I am loving this discussion.
There is another factor when women have children, especially in the entertainment world where women need to be seen as interesting, strong, exciting and sexy, but also in other not so glamorous backgrounds: having children suddenly turns women "boring". It's not very politically correct to say this, but there's this phenomenon in which a young, thin, sexy woman who is a famous singer/actress/entertainer has a massive following who admire her not only for the work she does, but for what she represents.
And then children arrive. And that vibrant, beautiful, carefree woman who talked about exciting things suddenly spends her days breastfeeding, and heating bottles of formula, and having sleepless nights, and starts sentences with "as a mother...", and becomes very judgmental about parenting techniques, and baby-feeding, and talks endlessly about nappies, and goes to after-school events.
Frankly, for the "public", the previous exciting and interesting woman may as well be dead. And I haven't even started on the "sexy" part of it that often goes down the toilet as soon as babies arrive.

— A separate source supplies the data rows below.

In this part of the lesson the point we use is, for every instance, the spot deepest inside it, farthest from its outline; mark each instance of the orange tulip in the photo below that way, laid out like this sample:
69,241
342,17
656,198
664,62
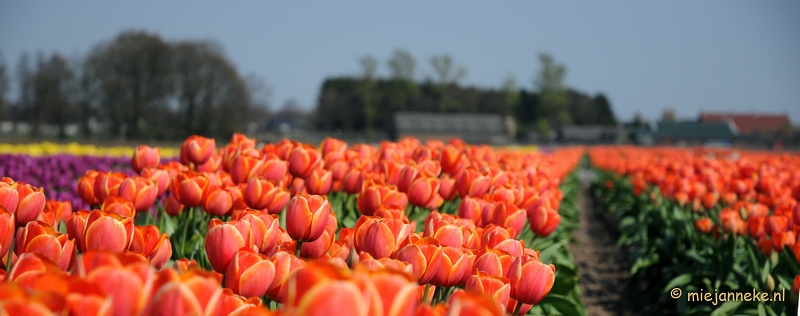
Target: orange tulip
75,225
374,195
531,279
6,232
192,293
379,236
703,225
141,191
265,194
224,239
307,216
152,244
496,287
319,182
249,274
145,157
9,196
86,187
160,176
494,262
454,266
173,207
472,183
317,248
188,188
244,167
107,231
31,203
107,183
424,192
56,212
119,205
467,303
198,149
39,237
275,169
218,201
544,220
303,160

It's what I call the "Katniss Everdeen effect". One of the most amazing, exciting, inspiring female heroes in literature (in my opinion, that is)... and then you get to the last bit of the last book (WARNING!!! MASSIVE SPOILERS) decides to have children with Peta, which is something she never considered before and I did not see coming... and suddenly she becomes a bit... just... meh. Then she is all about "these world I leave to my children", and "I love them so much" and "my children this, my children that". And you read that with massive disappointment, missing the brave, kick-ass Katniss of the three books, and just wish she had not ended up getting together with that boring Peta and having the boring, mundane, predictable life of a mum.
Because let's admit it, for most women their children are these amazing people who are the centre of their world and fill them with immense love and wonder every day. But for everyone else, her children are just utterly average kids you wouldn't look at twice on the street. Hearing a mum talking about her children for more than 5 minutes is often unfathomably dull.
Surprisingly, this tends not to happen with men, who even after having kids can still maintain the careless, sexy, adventurous, interesting persona. Often because someone else (a woman) is doing all the boring stuff with his kids, and because men tend not to be thinking about their children all the time.